# markiersperre



## UnrealSoldier (15. März 2003)

Kann mir jemand sagen wie ich eine Markiersperre reinbekomme??

Wäre dankbar!! Ciao


----------



## Andreas Gaisbauer (15. März 2003)

Hi,

3 Möglichkeiten fallen mir spontan ein...

1) Du legst einen Transparenten Layer über die ganze Seite, dann sollten aber die Links, Formulare usw auch nicht mehr zu bedienen sein...

2) Du legst nur über die Bereiche, die nicht markiert werden sollen einen Layer -> kann ziemlich Aufwendig werden...

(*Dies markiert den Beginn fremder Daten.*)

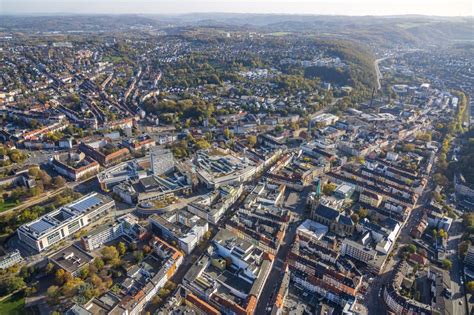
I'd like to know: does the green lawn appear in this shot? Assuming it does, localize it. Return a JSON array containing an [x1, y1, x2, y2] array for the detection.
[[0, 201, 17, 212], [0, 292, 25, 315]]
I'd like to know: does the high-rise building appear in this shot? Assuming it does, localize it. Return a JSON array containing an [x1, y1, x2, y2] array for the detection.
[[150, 149, 174, 176]]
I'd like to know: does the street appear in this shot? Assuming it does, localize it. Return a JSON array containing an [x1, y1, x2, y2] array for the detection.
[[255, 187, 310, 314]]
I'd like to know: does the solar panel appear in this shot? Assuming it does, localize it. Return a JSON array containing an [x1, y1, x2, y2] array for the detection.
[[71, 196, 102, 212]]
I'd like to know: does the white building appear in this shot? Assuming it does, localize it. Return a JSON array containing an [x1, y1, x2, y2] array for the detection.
[[17, 193, 115, 252], [0, 249, 23, 269]]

3) Du schaust dir mal das Tutorial von Sam an...

ciao


----------



## UnrealSoldier (15. März 2003)

das dritte hat mir am meisten geholfen danke!!


----------



## Andreas Gaisbauer (15. März 2003)

dachte ich mir ;-]


----------



## UnrealSoldier (15. März 2003)

;-] soso...


----------



## sam (15. März 2003)

oh gott, meine alten tuts  
wird zeit, dass die mal überarbeitet werden


----------



## talis (23. März 2003)

Hi ,

am leichtesten gehts mit:

http://www.aw-soft.com/htmlguard.html 

MFG
Talis


----------